The BBC's international TV sensation Top Gear
has explored a wide gamut of automotive machinery in its uniquely free-spirited way, and added NASCAR to the list with the episode that premiered on BBC America on April 30, in which host Richard Hammond interracted with five-time NASCAR Sprint Cup Series Champion Jimmie Johnson, along with Jeff Gordon and Juan Pablo Montoya, at Texas Motor Speedway last fall.
In the episode – which airs again tonight at 10 p.m. ET and again on Saturday at 3 a.m. on BBC America – Hammond explores the history of NASCAR, and tells the story of how the sport evolved into what it is today. After explaining its roots, Hammond visits Texas Motor Speedway on race weekend to dive into the different elements and intricacies of a NASCAR racecar. Here, he and Johnson relate to the NASCAR media some of what they experienced along the way:
Q: Richard, talk about your experience at Texas Motor Speedway during the shoot, and was it all you expected for Top Gear when you focused on NASCAR for an episode?
RICHARD HAMMOND: Straight up, no it wasn't. Because NASCAR, well, we're familiar with it on Top Gear, of course, if you're a car guy, you have to be. We weren't familiar with the intricacies of it, we just knew about it. When we arrived at the speedway I thought well, I'm going to feel out of place. I'm not going to know what's going on.
But I couldn't have been more wrong. The moment when I stepped out of the car arriving, I was made so welcome. That's largely because at the very essence of the sport, in the very center of it, there is an awareness on the part of the drivers and the teams, all of them, all they want to do is drive. That's all they're there to do. They realized long, long ago, to facilitate that, they need to put on a good show so people can come and watch it because it costs millions of pounds a year to do this.
Boy do they. That absolutely informed everything they did. We were made so welcome, and before I knew it, I ended up being filmed in the pits with cars coming in during the race. You couldn't be made any more welcome than that.
I don't think there is any more motorsport in the world at that level where you'll see spectators wandering around the pit lanes where the drivers sleep at the track the night before the race. It was absolutely unique, and I had a wonderful time. I loved it. I want to come back and do it again.
Q. Jimmie, talk about your experience working with Richard and the rest of the Top Gear crew last fall in Texas?
JIMMIE JOHNSON: It was great to see them out. I'm a fan of the show, and I was very happy to see the film crew, and to know how in depth Top Gear is with their program and the fact that they were going to take our sport and showcase it to the level that they do was exciting to me. I was excited to be a part of it. It was a pleasure to meet everyone, and I certainly hope to cross paths again with everybody.

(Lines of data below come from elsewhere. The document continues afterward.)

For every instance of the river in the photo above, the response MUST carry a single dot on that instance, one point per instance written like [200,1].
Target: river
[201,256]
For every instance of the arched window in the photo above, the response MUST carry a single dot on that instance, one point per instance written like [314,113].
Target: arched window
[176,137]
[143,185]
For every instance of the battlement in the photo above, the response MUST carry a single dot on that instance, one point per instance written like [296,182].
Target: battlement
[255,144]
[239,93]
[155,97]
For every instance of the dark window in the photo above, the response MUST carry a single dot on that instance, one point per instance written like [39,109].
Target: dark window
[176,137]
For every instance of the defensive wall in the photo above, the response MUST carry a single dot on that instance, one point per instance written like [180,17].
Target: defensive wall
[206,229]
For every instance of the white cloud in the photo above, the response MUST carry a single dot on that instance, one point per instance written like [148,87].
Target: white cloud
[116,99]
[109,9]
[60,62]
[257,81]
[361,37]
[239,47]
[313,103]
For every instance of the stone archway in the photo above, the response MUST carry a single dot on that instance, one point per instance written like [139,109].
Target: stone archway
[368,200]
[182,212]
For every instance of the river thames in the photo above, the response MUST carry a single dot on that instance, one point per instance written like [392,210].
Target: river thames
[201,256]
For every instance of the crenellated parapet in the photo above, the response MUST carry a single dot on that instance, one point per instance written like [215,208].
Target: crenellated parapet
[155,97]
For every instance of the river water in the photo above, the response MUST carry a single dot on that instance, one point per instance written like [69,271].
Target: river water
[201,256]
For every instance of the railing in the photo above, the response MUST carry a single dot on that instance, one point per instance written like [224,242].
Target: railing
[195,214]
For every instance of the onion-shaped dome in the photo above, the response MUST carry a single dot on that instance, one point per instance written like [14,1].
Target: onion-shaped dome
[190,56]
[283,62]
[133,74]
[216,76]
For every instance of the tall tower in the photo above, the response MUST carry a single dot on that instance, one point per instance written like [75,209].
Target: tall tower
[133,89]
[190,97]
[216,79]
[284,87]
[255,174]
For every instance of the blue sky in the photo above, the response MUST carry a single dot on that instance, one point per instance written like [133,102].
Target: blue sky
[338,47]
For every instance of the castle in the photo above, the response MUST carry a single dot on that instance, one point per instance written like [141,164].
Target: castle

Q. Richard, what was something about doing this piece that surprised you about NASCAR? Was there something that you didn't know before that you learned?
RICHARD HAMMOND: I think the whole spirit of the event, for one. As I said in the introduction, there is nowhere elsewhere you'll find Motorsport at this level of professionalism and speed and ability where people are so welcoming. That to a European guy who is used to seeing F1, and the great motorsport we have over here, but it's very remote, very distant. You're kept at arm's length. And these guys were so welcoming.
The biggest surprise was the drivers of the likes of Jimmie, just who wandered around the crowds and talked to people. That is unheard of in other Motorsports and really revealing of an attitude that says come along and watch. And they know they need to put on that show.
Q. Jimmie, I wanted to ask you that question. We know what Richard learned by getting to do this. But what was your most memorable moment in being part of this piece?
JIMMIE JOHNSON: We were trying to shoot our piece while the teams were warming the cars, and with the audio required, we had a hell of a time just trying to find a quiet spot to get it done to show him around my racecar.
RICHARD HAMMOND: You can't win. It's loud, man. It's incredibly loud.
Q. Richard, what in your opinion is the difference in approaches between the way American car makers make cars and the way European car builders build cars?
RICHARD HAMMOND: I think sometimes European makers, particularly the performance cars, get very much caught up in the idea that it's absolute dry performance as it were on the track that matters most, when very few owners are going to take whatever else over to Germany and pitch it with somebody with a new 99 Block. Whereas UK car makers are better at remembering, yeah, it's got to be fun.
So if you look at the Camaro and some of the hotter Mustangs, they remember that, yeah, all of that is fine. Very few people are going to take them on the track and do what Jimmie does. They're going to drive them in the real world. There, it's not just about fuel economy and getting good gas mileage, it's also about does it make you feel good? That's why I like American cars, because they make life a bit happier, a bit more exciting. You couldn't ask for more from a car, could you?